Lecture 16 - Introduction to deep learning Flashcards
What is regularization in machine learning?
Techniques designed to reduce test error, even at the cost of increasing training error, to balance model complexity and data.
Think of regularization as a “balancing act” that prevents overfitting by simplifying the model’s behavior.
Name three common regularization techniques in deep learning.
Dropout: Temporarily disables random neurons during training.
Early Stopping: Halts training when validation error stops improving.
Parameter Norm Penalties: Penalizes large weights (e.g., L1/L2 norms).
What is dropout, and why is it used?
Dropout prevents overfitting by randomly dropping units (neurons) during training, making the model less reliant on specific features.
Define Early Stopping.
A method to avoid overfitting by stopping training when validation set performance no longer improves.
What is stochastic gradient descent (SGD)?
A method that updates model weights by calculating gradients on small, random batches of data.
How does momentum improve optimization?
Momentum accumulates gradients over time to accelerate convergence and smooth updates.
What is the Adam optimizer?
Combines momentum and adaptive learning rates for efficient optimization.
What is the primary purpose of Convolutional Neural Networks (CNNs)?
To process grid-like data such as images or time-series.
What are the three key stages of a CNN layer?
Convolution: Detects features using filters.
Non-linearity: Introduces non-linear decision boundaries (e.g., ReLU).
Pooling: Reduces spatial dimensions for efficiency and invariance.
What are recurrent neural networks (RNNs) used for?

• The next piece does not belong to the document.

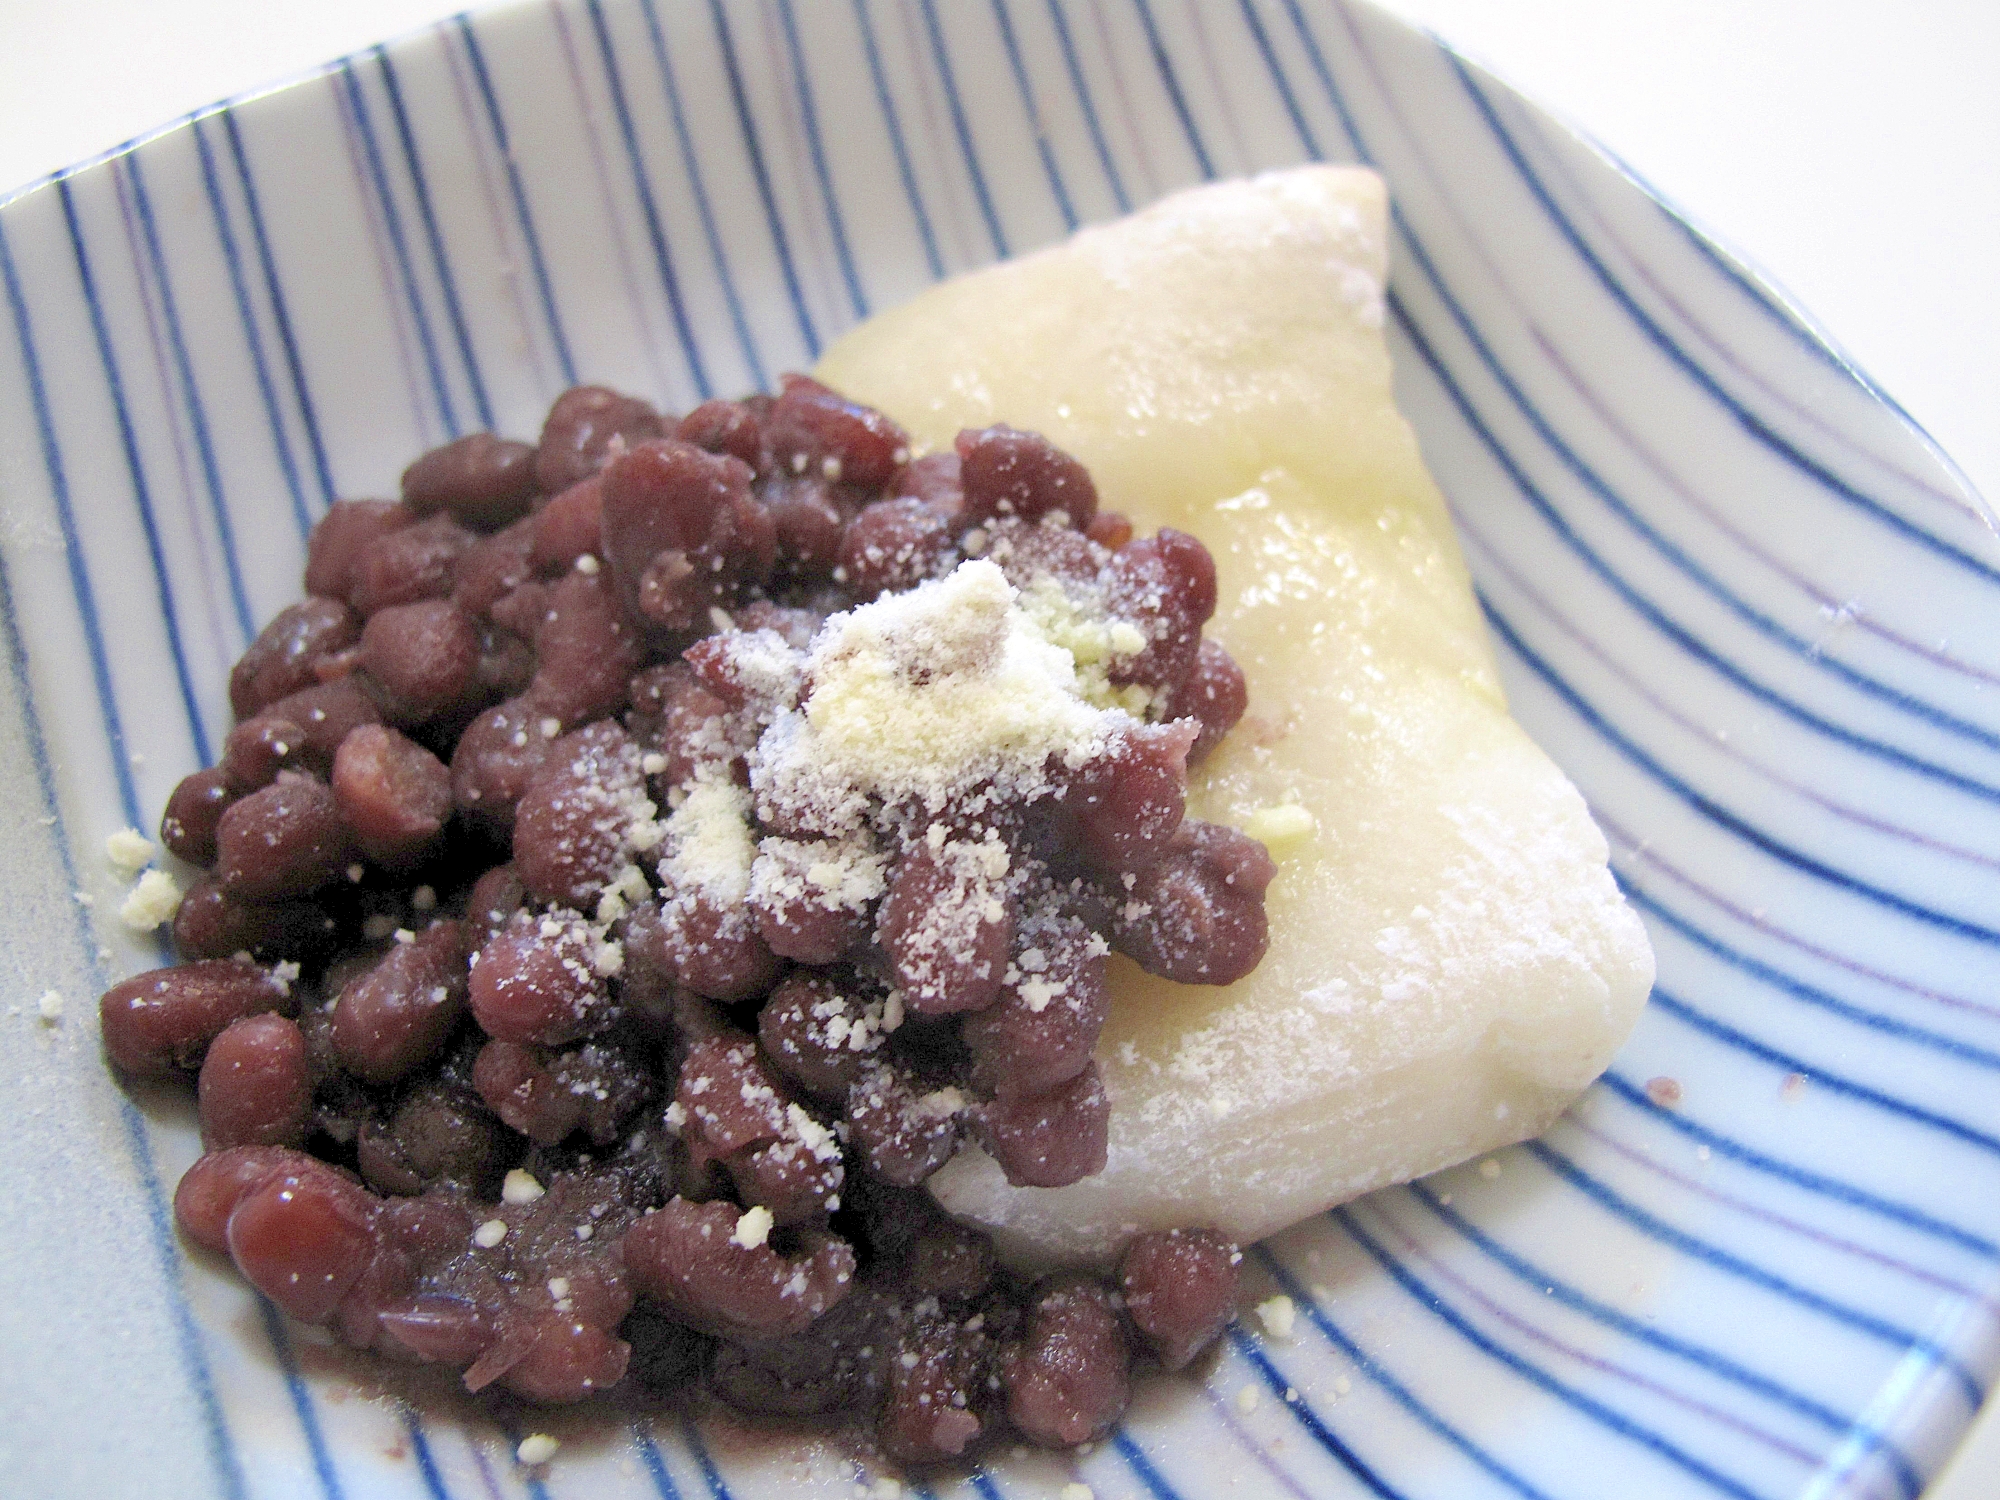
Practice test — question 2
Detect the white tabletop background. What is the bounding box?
[1,0,1995,1491]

Processing sequential data (e.g., text, time series) by sharing parameters across time steps.
How do RNNs differ from CNNs?
RNNs process data across time (sequentially), while CNNs focus on spatial patterns in grid-like data.
What are parameter norm penalties?
Add terms to the loss function to penalize large weights.
L1 Norm: Promotes sparsity.
L2 Norm: Penalizes the size of weights (weight decay).
Why is dataset augmentation useful?
Generates synthetic data to reduce overfitting, especially in data-scarce domains.